Shrimp Etouffee
Total Time: 1 hr 10 mins
Preparation Time: 20 mins
Cook Time: 50 mins
Ingredients
- Servings: 6
- 6 tablespoons butter
- 1/4 cup all-purpose flour
- 1 cup yellow onion, chopped
- 1/2 cup green bell pepper, chopped
- 1 cup celery, chopped
- 4 garlic cloves, minced
- 2 lbs small shrimp, peeled and deveined
- 1/2 teaspoon black pepper
- 1/2 teaspoon cayenne pepper (or to taste)

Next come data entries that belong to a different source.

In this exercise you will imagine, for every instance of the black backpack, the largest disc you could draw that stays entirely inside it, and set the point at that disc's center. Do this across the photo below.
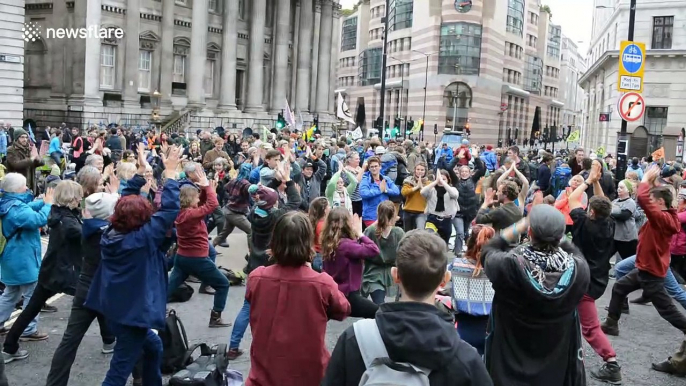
(174, 344)
(181, 294)
(207, 370)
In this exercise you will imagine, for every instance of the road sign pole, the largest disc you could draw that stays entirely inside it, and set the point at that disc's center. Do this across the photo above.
(622, 158)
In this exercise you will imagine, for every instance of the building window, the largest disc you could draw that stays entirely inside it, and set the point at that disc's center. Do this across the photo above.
(349, 34)
(209, 78)
(108, 55)
(460, 49)
(515, 17)
(369, 66)
(144, 70)
(400, 14)
(179, 69)
(662, 32)
(533, 76)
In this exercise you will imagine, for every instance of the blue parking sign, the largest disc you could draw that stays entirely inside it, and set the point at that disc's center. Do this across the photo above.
(632, 58)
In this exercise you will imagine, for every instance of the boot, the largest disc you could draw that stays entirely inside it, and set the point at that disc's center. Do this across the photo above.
(216, 320)
(610, 326)
(207, 290)
(610, 372)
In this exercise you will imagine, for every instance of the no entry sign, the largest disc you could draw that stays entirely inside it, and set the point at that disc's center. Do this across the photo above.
(631, 106)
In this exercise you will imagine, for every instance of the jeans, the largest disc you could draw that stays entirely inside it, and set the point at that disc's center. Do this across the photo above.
(80, 320)
(204, 269)
(413, 221)
(461, 225)
(9, 299)
(232, 220)
(671, 286)
(131, 343)
(472, 329)
(378, 297)
(653, 290)
(240, 325)
(361, 307)
(28, 314)
(590, 328)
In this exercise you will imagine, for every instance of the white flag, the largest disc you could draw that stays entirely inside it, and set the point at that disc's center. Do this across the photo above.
(343, 112)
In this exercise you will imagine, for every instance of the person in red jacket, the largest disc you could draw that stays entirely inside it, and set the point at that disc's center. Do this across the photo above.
(192, 255)
(652, 256)
(290, 304)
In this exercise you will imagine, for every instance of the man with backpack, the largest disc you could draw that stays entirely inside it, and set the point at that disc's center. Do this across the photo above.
(412, 333)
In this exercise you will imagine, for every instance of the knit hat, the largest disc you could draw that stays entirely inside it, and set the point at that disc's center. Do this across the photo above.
(547, 223)
(628, 185)
(18, 132)
(101, 205)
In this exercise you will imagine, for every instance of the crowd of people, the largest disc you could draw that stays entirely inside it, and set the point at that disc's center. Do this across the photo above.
(495, 258)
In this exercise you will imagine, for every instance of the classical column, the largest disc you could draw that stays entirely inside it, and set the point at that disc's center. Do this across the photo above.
(132, 48)
(324, 67)
(58, 73)
(280, 80)
(315, 53)
(335, 49)
(227, 96)
(256, 57)
(196, 78)
(167, 57)
(304, 56)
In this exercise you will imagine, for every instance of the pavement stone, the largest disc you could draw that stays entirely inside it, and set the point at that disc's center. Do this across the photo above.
(644, 337)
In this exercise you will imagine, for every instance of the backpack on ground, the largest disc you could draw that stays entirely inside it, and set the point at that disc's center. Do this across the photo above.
(381, 370)
(207, 370)
(174, 344)
(182, 294)
(235, 278)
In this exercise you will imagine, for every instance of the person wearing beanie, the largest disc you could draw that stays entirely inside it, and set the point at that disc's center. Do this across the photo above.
(98, 209)
(23, 159)
(262, 218)
(553, 276)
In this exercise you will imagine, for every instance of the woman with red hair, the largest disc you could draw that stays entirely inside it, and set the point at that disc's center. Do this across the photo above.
(130, 286)
(472, 291)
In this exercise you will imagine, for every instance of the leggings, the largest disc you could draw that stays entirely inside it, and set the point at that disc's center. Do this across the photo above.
(361, 307)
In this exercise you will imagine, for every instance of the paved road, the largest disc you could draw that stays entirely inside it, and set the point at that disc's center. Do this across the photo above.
(645, 338)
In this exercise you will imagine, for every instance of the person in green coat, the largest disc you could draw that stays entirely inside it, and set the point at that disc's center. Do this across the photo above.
(377, 279)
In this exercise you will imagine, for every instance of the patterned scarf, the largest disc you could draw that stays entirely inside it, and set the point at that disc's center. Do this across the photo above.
(546, 262)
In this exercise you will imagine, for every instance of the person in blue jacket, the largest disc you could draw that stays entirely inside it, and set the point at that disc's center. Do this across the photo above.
(130, 286)
(374, 188)
(21, 218)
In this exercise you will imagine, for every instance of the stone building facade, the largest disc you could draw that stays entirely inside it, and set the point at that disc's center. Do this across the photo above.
(232, 63)
(493, 65)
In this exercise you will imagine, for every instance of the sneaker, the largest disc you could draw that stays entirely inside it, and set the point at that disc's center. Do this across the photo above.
(108, 348)
(234, 353)
(17, 356)
(35, 337)
(610, 372)
(48, 308)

- 1 teaspoon cajun seasoning
- 1/2 cup green onion, minced
- 1/2 cup fresh parsley, minced
- 3 -4 dashes tabasco sauce
- 14 1/2 ounces diced tomatoes with juice
- 1 -2 teaspoon kosher salt
Recipe
- 1 melt butter in a large pan over low heat. gradually whisk in the flour until it forms a paste. continue cooking, stirring occasionally with a wooden spoon, until it turns a caramel color, approximately 15-20 minutes.
- 2 add your onions, green pepper, celery and garlic and cook over low heat for about 5 minutes or until the veggies get limp.
- 3 add your shrimp and stir to coat in the roux. then add black pepper, cayenne, cajun seasoning, green onions, parsley and the tabasco (to taste).
- 4 add 1 cup of water and stir until incorporated. add the tomatoes with their juice and stir to blend. taste for seasoning. add the salt, starting with 1 t and adding more if needed. bring the whole mixture to a boil then reduce the heat to low and simmer for about 10-15 minutes, until the shrimp get firm and pink. once the flavors are nicely blended, you can serve and enjoy!